Партия социалистов-революционеров была самой большой, самой популярной, самой революционной и самой влиятельной политической силой в России 1917 года. По численности она с большим отрывом опережала другие партии, насчитывая в своих рядах около миллиона членов (второе место было у большевиков – 350 тысяч). На выборах в Учредительное собрание за эту партию проголосовало более половины избирателей России.

Степень влиятельности можно определить по тому, что и главой правительства был эсер, и многие из ключевых министров, а в органах местного самоуправления эсеры занимали господствующее положение. А то, что она была «самая революционная», доказала вся история этой партии, и особенно ее действия в период Первой русской революции 1905-1907 годов.

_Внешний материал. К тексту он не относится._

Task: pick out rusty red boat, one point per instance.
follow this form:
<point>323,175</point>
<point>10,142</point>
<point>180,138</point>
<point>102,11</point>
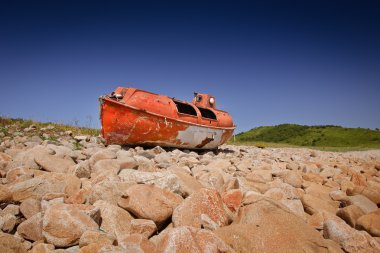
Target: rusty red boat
<point>131,116</point>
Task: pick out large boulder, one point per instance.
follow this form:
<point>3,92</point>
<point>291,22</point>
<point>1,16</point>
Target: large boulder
<point>11,244</point>
<point>109,189</point>
<point>137,243</point>
<point>348,238</point>
<point>54,163</point>
<point>371,191</point>
<point>5,193</point>
<point>150,202</point>
<point>63,225</point>
<point>164,180</point>
<point>45,183</point>
<point>361,201</point>
<point>370,223</point>
<point>115,220</point>
<point>350,214</point>
<point>314,204</point>
<point>31,229</point>
<point>204,208</point>
<point>189,239</point>
<point>30,207</point>
<point>268,226</point>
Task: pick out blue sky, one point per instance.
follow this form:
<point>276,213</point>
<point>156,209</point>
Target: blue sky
<point>267,62</point>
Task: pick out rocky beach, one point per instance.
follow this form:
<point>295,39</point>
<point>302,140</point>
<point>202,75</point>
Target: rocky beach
<point>62,192</point>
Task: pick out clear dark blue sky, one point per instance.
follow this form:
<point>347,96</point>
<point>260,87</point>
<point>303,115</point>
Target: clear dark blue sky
<point>267,62</point>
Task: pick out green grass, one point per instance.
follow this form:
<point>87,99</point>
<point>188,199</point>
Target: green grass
<point>8,125</point>
<point>333,138</point>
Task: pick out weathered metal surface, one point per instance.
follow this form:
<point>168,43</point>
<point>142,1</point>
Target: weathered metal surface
<point>134,117</point>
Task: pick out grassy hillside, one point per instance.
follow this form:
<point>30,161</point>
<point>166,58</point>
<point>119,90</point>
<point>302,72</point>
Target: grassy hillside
<point>312,136</point>
<point>9,127</point>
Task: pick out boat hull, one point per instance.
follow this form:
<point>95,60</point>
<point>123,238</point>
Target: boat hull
<point>127,125</point>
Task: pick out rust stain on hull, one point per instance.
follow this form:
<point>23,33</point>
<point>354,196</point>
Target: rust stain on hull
<point>134,117</point>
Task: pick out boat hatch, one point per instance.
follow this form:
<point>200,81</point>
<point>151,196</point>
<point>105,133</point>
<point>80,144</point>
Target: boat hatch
<point>206,113</point>
<point>185,108</point>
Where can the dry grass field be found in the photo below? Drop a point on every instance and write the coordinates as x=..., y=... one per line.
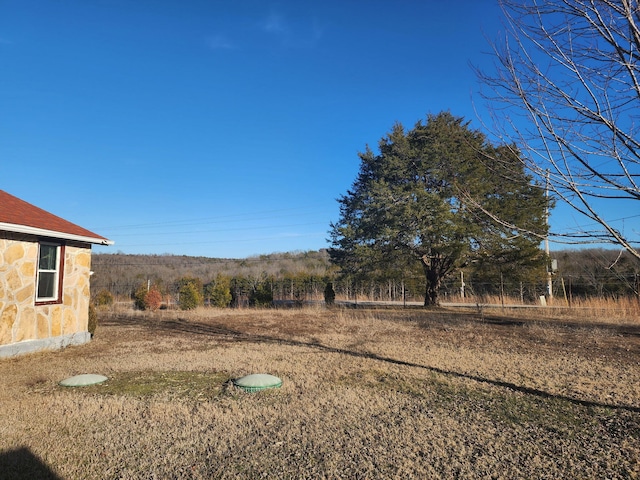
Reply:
x=367, y=394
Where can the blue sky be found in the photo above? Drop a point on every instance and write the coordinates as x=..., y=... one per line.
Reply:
x=221, y=129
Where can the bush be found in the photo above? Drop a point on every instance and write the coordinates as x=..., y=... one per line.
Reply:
x=218, y=292
x=104, y=298
x=93, y=320
x=138, y=297
x=329, y=294
x=153, y=299
x=189, y=297
x=262, y=296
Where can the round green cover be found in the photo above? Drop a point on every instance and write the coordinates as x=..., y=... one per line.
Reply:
x=83, y=380
x=258, y=381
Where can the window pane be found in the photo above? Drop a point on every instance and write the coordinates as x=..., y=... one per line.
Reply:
x=48, y=257
x=46, y=284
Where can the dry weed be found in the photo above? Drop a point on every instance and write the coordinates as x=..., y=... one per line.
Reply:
x=366, y=394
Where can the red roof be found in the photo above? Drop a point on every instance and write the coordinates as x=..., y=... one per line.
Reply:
x=20, y=213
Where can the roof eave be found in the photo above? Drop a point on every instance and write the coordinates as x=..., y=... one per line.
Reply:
x=10, y=227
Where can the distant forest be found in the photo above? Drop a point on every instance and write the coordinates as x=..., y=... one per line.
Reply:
x=304, y=275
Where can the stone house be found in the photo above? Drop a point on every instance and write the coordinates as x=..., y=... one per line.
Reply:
x=45, y=266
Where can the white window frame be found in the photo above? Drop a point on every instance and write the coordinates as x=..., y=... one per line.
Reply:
x=57, y=274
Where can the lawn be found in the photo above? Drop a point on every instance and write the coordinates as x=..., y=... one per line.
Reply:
x=387, y=393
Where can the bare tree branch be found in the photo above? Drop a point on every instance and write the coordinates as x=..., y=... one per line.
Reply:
x=565, y=91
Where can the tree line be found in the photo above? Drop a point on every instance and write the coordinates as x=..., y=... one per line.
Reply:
x=300, y=277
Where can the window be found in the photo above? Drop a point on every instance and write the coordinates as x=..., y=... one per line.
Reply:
x=49, y=279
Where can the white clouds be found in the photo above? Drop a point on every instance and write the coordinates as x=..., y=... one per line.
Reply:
x=220, y=42
x=273, y=27
x=275, y=24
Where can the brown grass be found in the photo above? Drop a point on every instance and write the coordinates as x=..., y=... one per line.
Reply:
x=367, y=394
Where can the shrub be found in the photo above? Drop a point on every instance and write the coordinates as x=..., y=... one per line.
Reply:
x=93, y=320
x=261, y=296
x=104, y=298
x=139, y=296
x=219, y=291
x=189, y=297
x=153, y=299
x=329, y=294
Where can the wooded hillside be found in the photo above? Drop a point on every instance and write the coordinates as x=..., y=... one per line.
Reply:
x=295, y=275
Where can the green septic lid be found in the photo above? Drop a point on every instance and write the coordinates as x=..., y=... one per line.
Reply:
x=257, y=381
x=83, y=380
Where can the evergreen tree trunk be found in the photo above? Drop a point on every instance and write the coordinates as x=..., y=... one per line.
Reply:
x=433, y=281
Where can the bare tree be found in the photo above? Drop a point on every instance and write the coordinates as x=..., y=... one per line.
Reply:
x=566, y=91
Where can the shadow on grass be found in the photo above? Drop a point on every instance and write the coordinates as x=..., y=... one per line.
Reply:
x=228, y=334
x=21, y=464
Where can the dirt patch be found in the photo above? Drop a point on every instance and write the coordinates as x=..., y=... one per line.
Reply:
x=366, y=394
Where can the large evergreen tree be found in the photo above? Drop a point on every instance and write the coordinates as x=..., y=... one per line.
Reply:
x=441, y=195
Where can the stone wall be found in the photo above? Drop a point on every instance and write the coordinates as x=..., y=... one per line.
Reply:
x=27, y=327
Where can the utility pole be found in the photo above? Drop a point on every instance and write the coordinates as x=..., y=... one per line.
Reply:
x=546, y=241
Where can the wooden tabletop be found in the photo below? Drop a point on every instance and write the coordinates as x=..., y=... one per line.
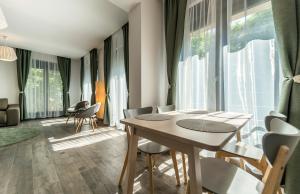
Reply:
x=204, y=140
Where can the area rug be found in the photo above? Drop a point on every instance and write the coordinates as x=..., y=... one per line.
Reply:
x=10, y=136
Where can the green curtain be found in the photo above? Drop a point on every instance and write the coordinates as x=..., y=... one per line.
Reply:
x=287, y=26
x=174, y=30
x=64, y=66
x=94, y=73
x=81, y=76
x=125, y=29
x=107, y=64
x=23, y=66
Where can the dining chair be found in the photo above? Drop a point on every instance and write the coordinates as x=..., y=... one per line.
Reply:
x=148, y=147
x=170, y=108
x=73, y=110
x=219, y=176
x=245, y=152
x=89, y=113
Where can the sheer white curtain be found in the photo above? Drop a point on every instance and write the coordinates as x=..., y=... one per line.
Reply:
x=87, y=87
x=44, y=87
x=118, y=89
x=196, y=78
x=229, y=59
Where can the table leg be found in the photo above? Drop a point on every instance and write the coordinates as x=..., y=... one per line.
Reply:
x=195, y=171
x=130, y=170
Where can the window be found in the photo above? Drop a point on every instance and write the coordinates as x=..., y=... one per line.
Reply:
x=229, y=59
x=118, y=89
x=87, y=87
x=44, y=88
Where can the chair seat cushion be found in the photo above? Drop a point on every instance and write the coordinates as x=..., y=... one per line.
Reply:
x=3, y=117
x=3, y=103
x=71, y=110
x=222, y=177
x=150, y=147
x=244, y=150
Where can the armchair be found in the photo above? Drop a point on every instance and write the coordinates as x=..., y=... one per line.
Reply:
x=9, y=113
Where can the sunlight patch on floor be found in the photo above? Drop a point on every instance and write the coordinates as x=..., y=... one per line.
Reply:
x=84, y=138
x=48, y=123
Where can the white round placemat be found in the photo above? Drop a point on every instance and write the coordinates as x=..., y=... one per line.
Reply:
x=153, y=117
x=206, y=126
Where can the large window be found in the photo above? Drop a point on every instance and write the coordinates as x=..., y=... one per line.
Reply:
x=44, y=88
x=87, y=86
x=118, y=89
x=229, y=59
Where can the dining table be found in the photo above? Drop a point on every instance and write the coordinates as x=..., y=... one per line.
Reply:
x=191, y=142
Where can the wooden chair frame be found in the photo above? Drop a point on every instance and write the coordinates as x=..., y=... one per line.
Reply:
x=150, y=164
x=273, y=174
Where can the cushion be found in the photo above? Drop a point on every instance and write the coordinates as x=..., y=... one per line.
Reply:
x=3, y=117
x=3, y=103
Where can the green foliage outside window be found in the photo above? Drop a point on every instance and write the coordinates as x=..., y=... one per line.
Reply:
x=257, y=26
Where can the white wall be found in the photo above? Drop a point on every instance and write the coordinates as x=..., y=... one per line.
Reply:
x=145, y=53
x=9, y=82
x=151, y=51
x=75, y=91
x=135, y=47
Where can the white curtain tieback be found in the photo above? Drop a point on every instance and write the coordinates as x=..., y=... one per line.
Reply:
x=296, y=79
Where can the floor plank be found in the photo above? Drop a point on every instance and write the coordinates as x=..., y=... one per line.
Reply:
x=61, y=162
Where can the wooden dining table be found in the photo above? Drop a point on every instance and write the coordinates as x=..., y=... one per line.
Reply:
x=187, y=141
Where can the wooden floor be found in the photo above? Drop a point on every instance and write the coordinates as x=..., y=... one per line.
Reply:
x=60, y=161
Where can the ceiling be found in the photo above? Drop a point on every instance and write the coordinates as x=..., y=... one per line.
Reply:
x=126, y=5
x=68, y=28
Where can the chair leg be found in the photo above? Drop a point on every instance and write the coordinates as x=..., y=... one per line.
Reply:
x=173, y=155
x=79, y=125
x=150, y=168
x=123, y=169
x=68, y=118
x=184, y=168
x=95, y=122
x=188, y=190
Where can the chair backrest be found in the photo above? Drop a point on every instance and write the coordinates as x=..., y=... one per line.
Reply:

Еще до революционных событий Боевая организация эсеров открыла охоту на представителей царской власти. Создание своей партии эсеры «отметили» в том же 1902 году убийством министра внутренних дел Д. Сипягина. Через два года ими был убит преемник Сипягина — министр В. Плеве. Затем очередь дошла и до членов царствующего дома. В феврале 1905 года эсер Каляев убил великого князя Сергея Александровича, Главнокомандующего войсками Московского военного округа и бывшего московского генерал-губернатора.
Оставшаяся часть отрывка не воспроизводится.